隣に座っていた女と、向かいに座る二人の女は顔も体も血まみれになっている。周りの客と同じように叫ぶ女と、過呼吸になり引きつった声で動けずにいる女……

 幸いにも私はトンボになっているので、警察でなくとも死体に近づくことができる。私がトンボになったのは昨日のこと。
 あわてんぼうのサンタクロースではないが、夏真っ盛りにして悠々と空を飛ぶトンボを写真におさめ、「あわてんぼうのトンボさん。暑さなんてモノともしないね。私もこれになりたい」といった文を添え、投稿したのだ。

 私はトンボの体で首のない女の肩にとまる。
腰が抜けつつも席を離れる連れの女たちを見送っていると、私はふと、机の上の手付かずのフレンチトーストにスマホが乗っていることに気がついた。
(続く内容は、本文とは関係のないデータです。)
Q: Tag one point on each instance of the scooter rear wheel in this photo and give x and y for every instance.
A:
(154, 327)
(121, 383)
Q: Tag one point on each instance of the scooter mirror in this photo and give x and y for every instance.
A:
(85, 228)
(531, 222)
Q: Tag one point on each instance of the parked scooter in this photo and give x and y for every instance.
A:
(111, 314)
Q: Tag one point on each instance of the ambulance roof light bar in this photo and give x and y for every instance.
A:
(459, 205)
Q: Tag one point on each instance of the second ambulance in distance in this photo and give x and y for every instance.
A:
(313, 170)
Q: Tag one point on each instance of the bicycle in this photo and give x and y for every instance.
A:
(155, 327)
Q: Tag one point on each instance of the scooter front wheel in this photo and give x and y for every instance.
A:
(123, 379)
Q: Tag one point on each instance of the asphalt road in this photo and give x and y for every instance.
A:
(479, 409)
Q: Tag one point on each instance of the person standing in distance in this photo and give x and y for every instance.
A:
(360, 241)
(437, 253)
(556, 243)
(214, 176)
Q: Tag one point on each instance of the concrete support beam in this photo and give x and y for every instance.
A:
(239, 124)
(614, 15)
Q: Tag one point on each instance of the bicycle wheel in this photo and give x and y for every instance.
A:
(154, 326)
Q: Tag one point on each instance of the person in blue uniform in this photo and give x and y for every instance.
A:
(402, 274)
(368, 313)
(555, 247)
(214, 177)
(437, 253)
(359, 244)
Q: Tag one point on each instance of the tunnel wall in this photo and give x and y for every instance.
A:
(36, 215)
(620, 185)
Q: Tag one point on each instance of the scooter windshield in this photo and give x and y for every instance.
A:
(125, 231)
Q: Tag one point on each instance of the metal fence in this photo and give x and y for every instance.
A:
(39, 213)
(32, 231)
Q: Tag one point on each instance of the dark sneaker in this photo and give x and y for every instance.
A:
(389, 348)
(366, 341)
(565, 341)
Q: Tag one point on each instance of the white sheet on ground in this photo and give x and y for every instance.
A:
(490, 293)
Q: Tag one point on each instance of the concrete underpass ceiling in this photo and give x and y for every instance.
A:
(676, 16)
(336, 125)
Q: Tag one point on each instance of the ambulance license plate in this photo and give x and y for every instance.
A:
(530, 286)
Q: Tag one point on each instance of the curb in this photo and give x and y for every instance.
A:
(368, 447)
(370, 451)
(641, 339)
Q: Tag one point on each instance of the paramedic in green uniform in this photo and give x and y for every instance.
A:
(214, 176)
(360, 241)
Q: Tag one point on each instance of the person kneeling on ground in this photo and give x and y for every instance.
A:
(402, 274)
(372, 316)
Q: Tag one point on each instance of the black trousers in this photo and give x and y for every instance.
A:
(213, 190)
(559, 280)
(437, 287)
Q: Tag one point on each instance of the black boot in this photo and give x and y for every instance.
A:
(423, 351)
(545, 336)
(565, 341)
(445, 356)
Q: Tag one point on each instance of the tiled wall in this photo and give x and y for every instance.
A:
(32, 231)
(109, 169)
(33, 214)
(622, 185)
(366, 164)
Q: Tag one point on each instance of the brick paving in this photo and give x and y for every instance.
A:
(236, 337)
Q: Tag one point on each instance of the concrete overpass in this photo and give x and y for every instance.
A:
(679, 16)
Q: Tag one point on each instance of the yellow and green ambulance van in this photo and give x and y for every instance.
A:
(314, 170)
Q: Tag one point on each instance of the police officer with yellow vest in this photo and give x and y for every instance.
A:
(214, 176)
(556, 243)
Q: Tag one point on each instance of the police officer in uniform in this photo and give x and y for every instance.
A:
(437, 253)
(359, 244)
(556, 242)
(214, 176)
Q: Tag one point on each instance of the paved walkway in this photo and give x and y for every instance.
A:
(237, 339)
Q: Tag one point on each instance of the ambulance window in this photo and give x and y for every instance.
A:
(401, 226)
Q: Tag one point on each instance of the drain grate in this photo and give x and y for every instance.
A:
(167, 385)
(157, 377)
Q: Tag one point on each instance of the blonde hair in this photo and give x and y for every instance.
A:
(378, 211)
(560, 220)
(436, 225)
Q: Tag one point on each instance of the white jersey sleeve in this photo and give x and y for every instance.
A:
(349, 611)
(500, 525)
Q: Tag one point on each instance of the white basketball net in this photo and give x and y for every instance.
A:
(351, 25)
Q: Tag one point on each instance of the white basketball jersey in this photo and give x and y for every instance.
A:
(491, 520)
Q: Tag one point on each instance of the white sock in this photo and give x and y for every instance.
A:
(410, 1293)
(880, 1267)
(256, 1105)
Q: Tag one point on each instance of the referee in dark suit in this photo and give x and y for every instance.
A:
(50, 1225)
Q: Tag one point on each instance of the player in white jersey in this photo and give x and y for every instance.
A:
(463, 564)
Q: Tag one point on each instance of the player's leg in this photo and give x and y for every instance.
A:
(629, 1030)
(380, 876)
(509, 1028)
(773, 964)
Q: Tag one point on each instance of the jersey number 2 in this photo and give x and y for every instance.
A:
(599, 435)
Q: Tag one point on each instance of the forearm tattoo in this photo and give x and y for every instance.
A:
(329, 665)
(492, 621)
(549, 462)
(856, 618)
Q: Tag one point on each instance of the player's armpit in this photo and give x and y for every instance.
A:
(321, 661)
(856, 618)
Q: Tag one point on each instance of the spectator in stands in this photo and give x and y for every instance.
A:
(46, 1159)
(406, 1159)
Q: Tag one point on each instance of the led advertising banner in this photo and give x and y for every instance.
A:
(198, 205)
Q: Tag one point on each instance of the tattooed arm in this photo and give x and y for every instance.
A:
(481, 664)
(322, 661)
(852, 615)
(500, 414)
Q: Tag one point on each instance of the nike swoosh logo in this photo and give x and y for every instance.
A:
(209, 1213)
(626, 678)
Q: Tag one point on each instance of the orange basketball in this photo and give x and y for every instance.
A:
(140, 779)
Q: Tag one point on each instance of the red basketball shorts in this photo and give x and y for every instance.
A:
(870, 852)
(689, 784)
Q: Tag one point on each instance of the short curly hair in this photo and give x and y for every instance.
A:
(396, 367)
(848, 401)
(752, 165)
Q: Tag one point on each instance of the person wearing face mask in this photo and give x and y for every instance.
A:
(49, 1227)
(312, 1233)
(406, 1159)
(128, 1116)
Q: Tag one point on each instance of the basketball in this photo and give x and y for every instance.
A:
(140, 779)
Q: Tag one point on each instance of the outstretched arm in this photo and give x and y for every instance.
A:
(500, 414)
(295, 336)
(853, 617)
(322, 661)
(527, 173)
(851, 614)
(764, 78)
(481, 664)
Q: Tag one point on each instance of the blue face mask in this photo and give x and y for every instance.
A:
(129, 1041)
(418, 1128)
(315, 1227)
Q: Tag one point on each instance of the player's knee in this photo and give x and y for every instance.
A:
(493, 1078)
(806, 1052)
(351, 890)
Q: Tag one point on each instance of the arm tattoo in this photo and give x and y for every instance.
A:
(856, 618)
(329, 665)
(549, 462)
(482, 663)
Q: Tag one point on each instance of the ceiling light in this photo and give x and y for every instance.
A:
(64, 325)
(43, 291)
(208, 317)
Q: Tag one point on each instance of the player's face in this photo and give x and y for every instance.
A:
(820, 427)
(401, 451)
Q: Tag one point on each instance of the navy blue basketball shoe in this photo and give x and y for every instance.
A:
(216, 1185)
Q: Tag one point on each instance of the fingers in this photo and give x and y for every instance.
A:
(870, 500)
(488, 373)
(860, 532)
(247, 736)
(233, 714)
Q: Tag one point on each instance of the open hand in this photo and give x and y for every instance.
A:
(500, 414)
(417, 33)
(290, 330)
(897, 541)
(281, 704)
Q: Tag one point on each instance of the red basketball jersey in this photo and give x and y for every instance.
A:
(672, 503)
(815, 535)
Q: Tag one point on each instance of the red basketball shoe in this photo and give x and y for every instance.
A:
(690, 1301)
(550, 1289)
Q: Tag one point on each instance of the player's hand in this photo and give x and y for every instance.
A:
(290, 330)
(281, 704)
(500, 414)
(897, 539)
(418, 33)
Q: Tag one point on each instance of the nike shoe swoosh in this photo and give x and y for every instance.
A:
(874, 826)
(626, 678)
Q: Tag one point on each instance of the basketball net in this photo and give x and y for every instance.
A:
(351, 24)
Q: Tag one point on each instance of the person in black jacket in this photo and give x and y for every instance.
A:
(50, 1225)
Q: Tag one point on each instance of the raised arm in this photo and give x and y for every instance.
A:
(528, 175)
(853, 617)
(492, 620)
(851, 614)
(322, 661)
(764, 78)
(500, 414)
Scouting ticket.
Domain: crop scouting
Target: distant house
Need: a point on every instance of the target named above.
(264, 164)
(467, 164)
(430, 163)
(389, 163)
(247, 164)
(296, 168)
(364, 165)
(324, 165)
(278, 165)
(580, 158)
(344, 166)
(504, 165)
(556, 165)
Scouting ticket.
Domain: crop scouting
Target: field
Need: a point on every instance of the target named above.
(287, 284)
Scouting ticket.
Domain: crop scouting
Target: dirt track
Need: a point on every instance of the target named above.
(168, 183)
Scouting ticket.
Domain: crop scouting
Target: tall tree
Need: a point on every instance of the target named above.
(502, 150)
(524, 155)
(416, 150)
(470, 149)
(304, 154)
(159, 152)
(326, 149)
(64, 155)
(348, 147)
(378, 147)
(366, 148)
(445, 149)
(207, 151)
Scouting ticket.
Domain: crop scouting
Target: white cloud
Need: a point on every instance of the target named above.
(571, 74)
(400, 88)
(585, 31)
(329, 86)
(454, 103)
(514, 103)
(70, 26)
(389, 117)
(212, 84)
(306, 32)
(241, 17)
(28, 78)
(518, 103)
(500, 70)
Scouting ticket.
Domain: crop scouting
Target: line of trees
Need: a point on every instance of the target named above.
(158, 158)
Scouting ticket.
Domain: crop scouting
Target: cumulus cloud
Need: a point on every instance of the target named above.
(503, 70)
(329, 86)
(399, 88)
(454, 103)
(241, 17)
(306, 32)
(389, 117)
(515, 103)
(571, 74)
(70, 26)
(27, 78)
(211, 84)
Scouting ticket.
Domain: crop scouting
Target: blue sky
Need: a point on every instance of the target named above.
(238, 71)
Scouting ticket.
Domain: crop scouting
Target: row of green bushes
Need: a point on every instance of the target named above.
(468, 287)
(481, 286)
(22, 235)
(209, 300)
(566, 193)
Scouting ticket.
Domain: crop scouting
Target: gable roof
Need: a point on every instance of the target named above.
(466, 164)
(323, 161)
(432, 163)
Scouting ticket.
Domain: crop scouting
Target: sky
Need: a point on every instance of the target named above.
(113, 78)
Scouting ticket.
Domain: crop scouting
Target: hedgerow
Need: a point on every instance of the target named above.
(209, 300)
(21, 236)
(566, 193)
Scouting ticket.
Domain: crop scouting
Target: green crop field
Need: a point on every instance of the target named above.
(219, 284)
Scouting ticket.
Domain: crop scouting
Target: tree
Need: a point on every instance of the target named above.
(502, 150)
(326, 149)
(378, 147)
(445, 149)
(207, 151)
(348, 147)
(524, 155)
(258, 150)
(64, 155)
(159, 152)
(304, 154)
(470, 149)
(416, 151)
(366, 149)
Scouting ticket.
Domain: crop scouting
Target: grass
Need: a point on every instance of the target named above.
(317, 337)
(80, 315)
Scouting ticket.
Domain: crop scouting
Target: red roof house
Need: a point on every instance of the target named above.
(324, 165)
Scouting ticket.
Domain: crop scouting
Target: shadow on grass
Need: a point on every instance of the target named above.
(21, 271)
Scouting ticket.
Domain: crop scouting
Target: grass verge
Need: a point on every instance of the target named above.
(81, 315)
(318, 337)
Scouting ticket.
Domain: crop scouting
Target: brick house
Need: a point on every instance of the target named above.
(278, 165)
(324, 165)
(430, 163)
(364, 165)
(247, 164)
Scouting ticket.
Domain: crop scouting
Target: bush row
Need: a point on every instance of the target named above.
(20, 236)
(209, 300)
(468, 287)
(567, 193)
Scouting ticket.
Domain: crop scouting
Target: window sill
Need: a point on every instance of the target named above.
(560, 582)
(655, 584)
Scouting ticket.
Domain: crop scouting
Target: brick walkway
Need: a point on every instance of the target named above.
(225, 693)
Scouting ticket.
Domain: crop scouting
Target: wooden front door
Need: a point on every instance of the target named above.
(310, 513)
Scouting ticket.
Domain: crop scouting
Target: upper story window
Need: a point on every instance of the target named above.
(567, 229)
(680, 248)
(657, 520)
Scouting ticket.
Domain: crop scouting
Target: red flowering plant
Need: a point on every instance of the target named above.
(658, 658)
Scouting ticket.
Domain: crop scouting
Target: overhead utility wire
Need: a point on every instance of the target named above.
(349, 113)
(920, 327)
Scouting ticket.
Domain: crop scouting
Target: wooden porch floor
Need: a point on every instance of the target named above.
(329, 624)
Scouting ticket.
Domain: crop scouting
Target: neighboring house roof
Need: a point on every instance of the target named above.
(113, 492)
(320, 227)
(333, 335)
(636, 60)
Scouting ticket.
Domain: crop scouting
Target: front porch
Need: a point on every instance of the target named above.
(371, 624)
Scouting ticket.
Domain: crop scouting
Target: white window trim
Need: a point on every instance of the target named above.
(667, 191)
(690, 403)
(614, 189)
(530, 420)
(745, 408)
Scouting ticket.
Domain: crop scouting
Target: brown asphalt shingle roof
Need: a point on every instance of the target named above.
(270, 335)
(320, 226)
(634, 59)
 乗っているというより、ここに落ちたのだろう。死んで手放したのだ。
失礼ながらその画面を覗き込むと、彼女がなぜ死んだのか、その理由が分かるものが映っていた。

「フレンチトーストいただきます! 友達と来たんだけど、店内オシャレすぎてウチら浮いてない? マジしぬ笑」

 自業自得としか言いようがない。
私が言えた口ではないが、トンボになっただけまだマシというものだろう。死ぬよりかは。

 救急車のサイレンが近づいてくる。
そうかと思ったのだが、車が思いきり潰れるような音が聞こえてきた。店にいた人たちも、まさか事故でも起こしたのかと外に出ていく。

「うわあ!」という叫び声が聞こえて、それを皮切りにざわめきが起こる。
 そのざわめきの正体は、まさしくざわめく緑の物体にあった。
私も最初は外へ飛んで見にいこうと思ったが、赤く染まった窓の隙間からもそれが見えた。ネタバレをされた気分だ。

 ビルとコンクリートのこの街に、屋久島に負けずとも劣らない大自然が広がっていた。
草ひとつ取っても人間の背ほどある。そうなれば木々も大きい。直径だけでも数メートル、高速ビルを覆い隠すほどの背丈の木が、視界いっぱいにそびえている。

 緑の匂いを感じつつも、肝心の救急車が見当たらないことに気づいて上を向く。
 ひときわ大きな木の上に、救急車が突き刺さっている。
 小さな体でやっとこさ上へ行き、窓が少し開いていたのでそこから中へ入った。

「本当に何が起きたんだ……」
「……白状します。申し訳ありません!」

 車内を覗いたタイミングで、隊員が運転席にいる隊員に謝罪するのが見えた。謝罪されたほうは困惑している。

「え、なんで謝ってんだ?」
「実はオレ、スマホいじってて……いやでもホント、大したこと書いてないんです! 『草超えて森』って書き込んだだけなんです!」
「お前のしわざかよ! どうすんだよこれ!」
「えっとえっと……そうだ! あれですよね? 緑化活動の一環ってことにするとか……」
「お前……」

 上司らしき男が呆れている。
「いいなそれ。そういうことにしよう」
……訂正しよう。呆れているのは私である。